The cash flow statement provides information about a company cash receipts and cash payments during an accounting period, showing how these cash flows link the ending cash balance to the beginning balance shown on the company balance sheet.
The cash flow statement consists of three parts: cash flows provided by (used in) operating activities, cash flows provided by (used in) investing activities, and cash flows provided by (used in) financing activities.
The financial information reveals fluctuating cash flows over the observed period, spanning from March 2021 to December 2025. Operating activities consistently generate positive cash flow, though with considerable quarterly variation. Investing and financing activities demonstrate more pronounced volatility, often resulting in net cash outflows.

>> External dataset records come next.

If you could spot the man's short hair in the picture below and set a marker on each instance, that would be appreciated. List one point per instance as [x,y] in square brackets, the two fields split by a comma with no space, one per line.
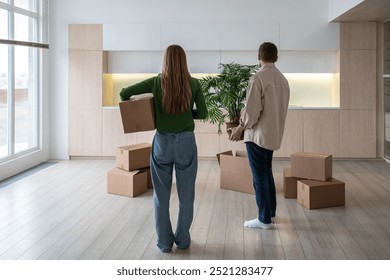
[268,52]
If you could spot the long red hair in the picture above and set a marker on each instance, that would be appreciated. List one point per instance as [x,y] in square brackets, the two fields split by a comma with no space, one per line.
[175,81]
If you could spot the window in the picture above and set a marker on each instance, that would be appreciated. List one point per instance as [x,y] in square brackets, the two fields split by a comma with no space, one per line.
[23,32]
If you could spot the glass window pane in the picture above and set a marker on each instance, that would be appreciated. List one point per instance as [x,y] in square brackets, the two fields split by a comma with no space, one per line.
[26,104]
[25,28]
[3,101]
[3,24]
[26,4]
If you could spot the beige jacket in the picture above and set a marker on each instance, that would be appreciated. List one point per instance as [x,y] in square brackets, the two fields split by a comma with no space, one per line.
[266,107]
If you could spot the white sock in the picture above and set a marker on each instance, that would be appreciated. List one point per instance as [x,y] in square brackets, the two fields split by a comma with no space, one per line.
[255,223]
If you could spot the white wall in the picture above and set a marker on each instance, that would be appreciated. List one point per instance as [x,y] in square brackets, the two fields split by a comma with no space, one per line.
[291,17]
[337,7]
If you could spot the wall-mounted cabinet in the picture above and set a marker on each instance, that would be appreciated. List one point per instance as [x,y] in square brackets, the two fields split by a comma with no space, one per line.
[97,75]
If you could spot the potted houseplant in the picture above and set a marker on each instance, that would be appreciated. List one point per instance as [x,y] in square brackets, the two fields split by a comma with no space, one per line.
[225,93]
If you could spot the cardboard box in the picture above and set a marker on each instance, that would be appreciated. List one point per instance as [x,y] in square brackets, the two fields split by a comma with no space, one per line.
[235,174]
[311,166]
[133,157]
[289,184]
[318,194]
[127,183]
[138,114]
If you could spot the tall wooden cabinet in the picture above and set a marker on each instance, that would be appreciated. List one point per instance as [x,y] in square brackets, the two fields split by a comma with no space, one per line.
[386,88]
[86,66]
[347,132]
[357,90]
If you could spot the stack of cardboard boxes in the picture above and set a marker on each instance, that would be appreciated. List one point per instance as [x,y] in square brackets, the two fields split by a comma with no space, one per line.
[235,173]
[310,181]
[131,176]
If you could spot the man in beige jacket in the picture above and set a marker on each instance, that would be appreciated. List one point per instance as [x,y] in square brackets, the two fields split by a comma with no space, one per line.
[262,122]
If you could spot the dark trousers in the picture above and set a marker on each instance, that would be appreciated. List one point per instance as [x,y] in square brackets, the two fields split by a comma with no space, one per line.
[260,161]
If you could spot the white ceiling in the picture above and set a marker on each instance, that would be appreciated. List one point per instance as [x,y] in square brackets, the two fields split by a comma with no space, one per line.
[368,10]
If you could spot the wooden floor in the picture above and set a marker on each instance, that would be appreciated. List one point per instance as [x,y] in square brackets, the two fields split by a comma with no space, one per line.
[64,212]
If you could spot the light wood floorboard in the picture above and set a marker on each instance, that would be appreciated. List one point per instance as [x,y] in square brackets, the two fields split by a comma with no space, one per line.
[64,212]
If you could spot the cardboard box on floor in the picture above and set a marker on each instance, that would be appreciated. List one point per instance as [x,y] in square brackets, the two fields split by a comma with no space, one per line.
[311,166]
[133,157]
[127,183]
[319,194]
[138,113]
[235,173]
[289,184]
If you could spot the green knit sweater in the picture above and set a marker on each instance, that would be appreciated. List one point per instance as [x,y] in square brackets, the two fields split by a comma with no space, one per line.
[168,122]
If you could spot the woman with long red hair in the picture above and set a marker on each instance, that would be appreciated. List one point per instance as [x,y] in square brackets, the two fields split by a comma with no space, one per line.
[175,94]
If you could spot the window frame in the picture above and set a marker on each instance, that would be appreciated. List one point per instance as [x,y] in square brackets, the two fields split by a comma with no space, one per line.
[35,57]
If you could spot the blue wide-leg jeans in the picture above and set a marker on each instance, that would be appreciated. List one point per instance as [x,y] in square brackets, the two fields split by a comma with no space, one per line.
[179,151]
[260,161]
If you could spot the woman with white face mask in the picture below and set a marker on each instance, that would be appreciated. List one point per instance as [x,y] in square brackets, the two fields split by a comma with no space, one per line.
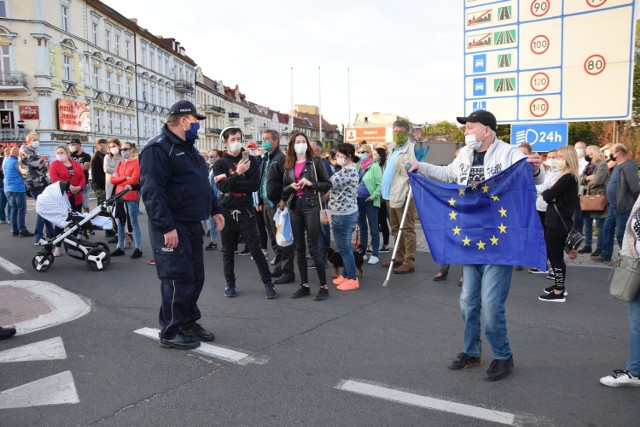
[305,177]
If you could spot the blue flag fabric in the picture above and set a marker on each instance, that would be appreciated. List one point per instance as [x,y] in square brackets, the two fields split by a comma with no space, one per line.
[492,222]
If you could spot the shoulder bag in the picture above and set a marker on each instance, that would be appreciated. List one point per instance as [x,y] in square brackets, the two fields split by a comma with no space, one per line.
[325,214]
[593,202]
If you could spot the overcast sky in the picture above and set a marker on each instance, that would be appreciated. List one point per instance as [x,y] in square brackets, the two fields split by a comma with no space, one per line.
[405,56]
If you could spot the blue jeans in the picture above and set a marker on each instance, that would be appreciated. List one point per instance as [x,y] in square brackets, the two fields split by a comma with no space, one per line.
[633,361]
[133,211]
[368,213]
[18,207]
[613,228]
[588,229]
[3,205]
[41,222]
[343,228]
[485,287]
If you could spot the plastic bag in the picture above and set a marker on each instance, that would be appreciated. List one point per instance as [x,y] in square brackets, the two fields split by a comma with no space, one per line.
[284,235]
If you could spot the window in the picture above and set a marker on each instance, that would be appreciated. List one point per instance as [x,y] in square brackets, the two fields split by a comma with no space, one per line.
[66,67]
[64,11]
[94,29]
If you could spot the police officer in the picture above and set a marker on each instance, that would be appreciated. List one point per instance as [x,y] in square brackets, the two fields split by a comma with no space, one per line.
[177,197]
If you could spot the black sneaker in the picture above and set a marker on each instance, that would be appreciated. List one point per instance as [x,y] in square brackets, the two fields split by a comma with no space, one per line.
[322,294]
[552,297]
[230,290]
[549,289]
[270,291]
[180,342]
[302,291]
[197,332]
[498,369]
[463,360]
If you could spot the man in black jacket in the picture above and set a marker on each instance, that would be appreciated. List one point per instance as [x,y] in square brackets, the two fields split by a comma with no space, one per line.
[237,176]
[271,195]
[177,197]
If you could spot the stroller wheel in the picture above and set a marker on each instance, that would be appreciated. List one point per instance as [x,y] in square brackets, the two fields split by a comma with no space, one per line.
[42,261]
[98,259]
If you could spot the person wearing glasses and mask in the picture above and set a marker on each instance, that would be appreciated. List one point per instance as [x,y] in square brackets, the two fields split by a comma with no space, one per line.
[177,197]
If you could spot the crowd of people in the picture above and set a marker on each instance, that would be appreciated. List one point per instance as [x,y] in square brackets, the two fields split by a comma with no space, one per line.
[233,195]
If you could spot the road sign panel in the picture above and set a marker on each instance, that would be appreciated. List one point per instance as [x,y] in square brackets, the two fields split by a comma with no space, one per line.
[542,136]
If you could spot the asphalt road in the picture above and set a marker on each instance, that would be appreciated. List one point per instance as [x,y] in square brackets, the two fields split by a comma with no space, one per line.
[308,360]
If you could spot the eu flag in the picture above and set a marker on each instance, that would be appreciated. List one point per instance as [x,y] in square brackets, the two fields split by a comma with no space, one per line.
[492,222]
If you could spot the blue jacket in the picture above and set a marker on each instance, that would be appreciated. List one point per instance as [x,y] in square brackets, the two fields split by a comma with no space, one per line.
[175,184]
[13,182]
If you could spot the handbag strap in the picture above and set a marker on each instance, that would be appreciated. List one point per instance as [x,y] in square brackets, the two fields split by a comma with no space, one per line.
[561,219]
[315,172]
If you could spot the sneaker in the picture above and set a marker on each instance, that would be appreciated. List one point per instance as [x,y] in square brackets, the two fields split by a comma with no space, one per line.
[349,285]
[302,291]
[338,280]
[322,294]
[180,342]
[197,332]
[498,369]
[463,360]
[549,289]
[270,291]
[117,252]
[620,378]
[230,290]
[552,297]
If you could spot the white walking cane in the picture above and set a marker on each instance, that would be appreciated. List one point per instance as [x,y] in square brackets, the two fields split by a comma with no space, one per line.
[396,243]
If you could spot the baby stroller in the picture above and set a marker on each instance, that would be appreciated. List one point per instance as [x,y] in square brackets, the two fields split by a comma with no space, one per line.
[53,205]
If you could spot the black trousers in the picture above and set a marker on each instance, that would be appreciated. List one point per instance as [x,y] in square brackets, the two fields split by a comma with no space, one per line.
[284,256]
[181,274]
[237,222]
[305,225]
[555,240]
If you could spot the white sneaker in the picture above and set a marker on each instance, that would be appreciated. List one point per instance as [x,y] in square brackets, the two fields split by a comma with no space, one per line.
[620,378]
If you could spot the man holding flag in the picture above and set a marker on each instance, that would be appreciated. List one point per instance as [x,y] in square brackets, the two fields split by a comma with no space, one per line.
[488,223]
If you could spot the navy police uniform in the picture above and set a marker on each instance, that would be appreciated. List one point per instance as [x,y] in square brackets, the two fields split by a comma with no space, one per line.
[177,195]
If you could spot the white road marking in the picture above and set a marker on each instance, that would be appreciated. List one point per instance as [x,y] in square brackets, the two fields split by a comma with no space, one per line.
[66,306]
[223,353]
[10,267]
[51,349]
[413,399]
[54,390]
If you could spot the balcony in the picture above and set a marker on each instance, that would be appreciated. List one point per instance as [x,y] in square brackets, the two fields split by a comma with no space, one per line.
[184,86]
[13,81]
[214,109]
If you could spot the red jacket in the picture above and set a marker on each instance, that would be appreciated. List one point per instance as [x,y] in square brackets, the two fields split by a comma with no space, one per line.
[59,172]
[124,169]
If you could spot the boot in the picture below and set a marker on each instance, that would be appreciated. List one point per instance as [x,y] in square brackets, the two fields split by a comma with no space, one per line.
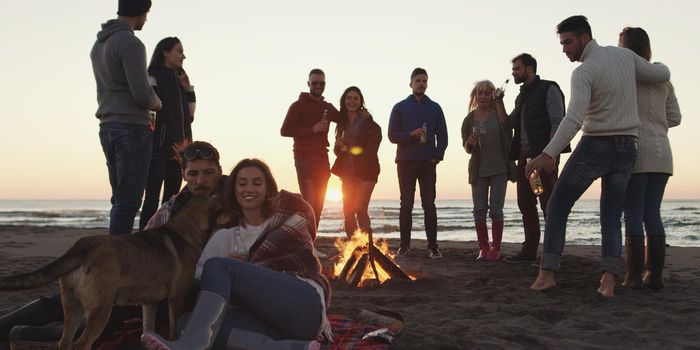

Net Income & Operating Cash Flow
Net income exhibits an overall upward trend, increasing from approximately $980 million in March 2021 to around $1,929 million in September 2025. However, this growth is not linear, with notable dips in June 2022 and December 2023. Net cash provided by operating activities generally tracks net income, showing a similar pattern of growth and fluctuation, ranging from a low of $1,827 million in June 2021 to a high of $3,030 million in December 2025. Adjustments to reconcile net income to net cash from operations are substantial and variable, indicating significant non-cash items impacting the cash flow statement.
Investing Activities
Net cash used for investing activities is consistently negative, indicating ongoing investments. Capital expenditures represent the largest component of these outflows, remaining relatively stable between approximately $700 million and $1,458 million per quarter. Acquisitions and divestitures contribute to variability, with significant net outflows from acquisitions in several periods, partially offset by inflows from divestitures. Other investing activities are minimal until a notable outflow in June 2025.
Financing Activities
Financing activities demonstrate the most significant fluctuations. Net cash provided by (used for) financing activities swings between substantial inflows and outflows. Debt activity, including borrowings and repayments of both short-term and long-term debt, is a major driver of these changes. Share repurchases consistently represent a significant cash outflow, exceeding issuances of ordinary shares in most periods. Cash dividends paid to shareholders also represent a consistent and substantial outflow. Noncontrolling interest transactions contribute to variability, with both inflows and outflows observed.
Working Capital
Working capital fluctuates considerably throughout the period. Significant changes in accounts receivable, contract assets/liabilities, and payables/accruals contribute to these variations. The largest swings in working capital occur in the earlier periods observed, with a notable increase in September 2021 and subsequent declines. Inventory changes also contribute to working capital fluctuations, though to a lesser extent.
Specific Adjustments
Depreciation and amortization consistently contribute a substantial positive adjustment to net cash from operations, averaging around $1,000 million per quarter. Deferred income taxes exhibit significant variability, swinging between positive and negative adjustments. Share-based compensation provides a consistent, though smaller, positive adjustment. Cost reduction program and other charges show significant variability, with large positive adjustments in some quarters and negative adjustments in others.
Exchange Rate Effects
The effect of exchange rate changes on cash and cash equivalents is relatively small compared to other cash flow components, but demonstrates both positive and negative impacts throughout the period.
Overall, the company demonstrates a capacity to generate cash from operations, but significant cash is consistently used for investing and financing activities. The financing activities are particularly sensitive to debt management and shareholder returns. The fluctuations observed suggest a dynamic financial strategy and responsiveness to market conditions.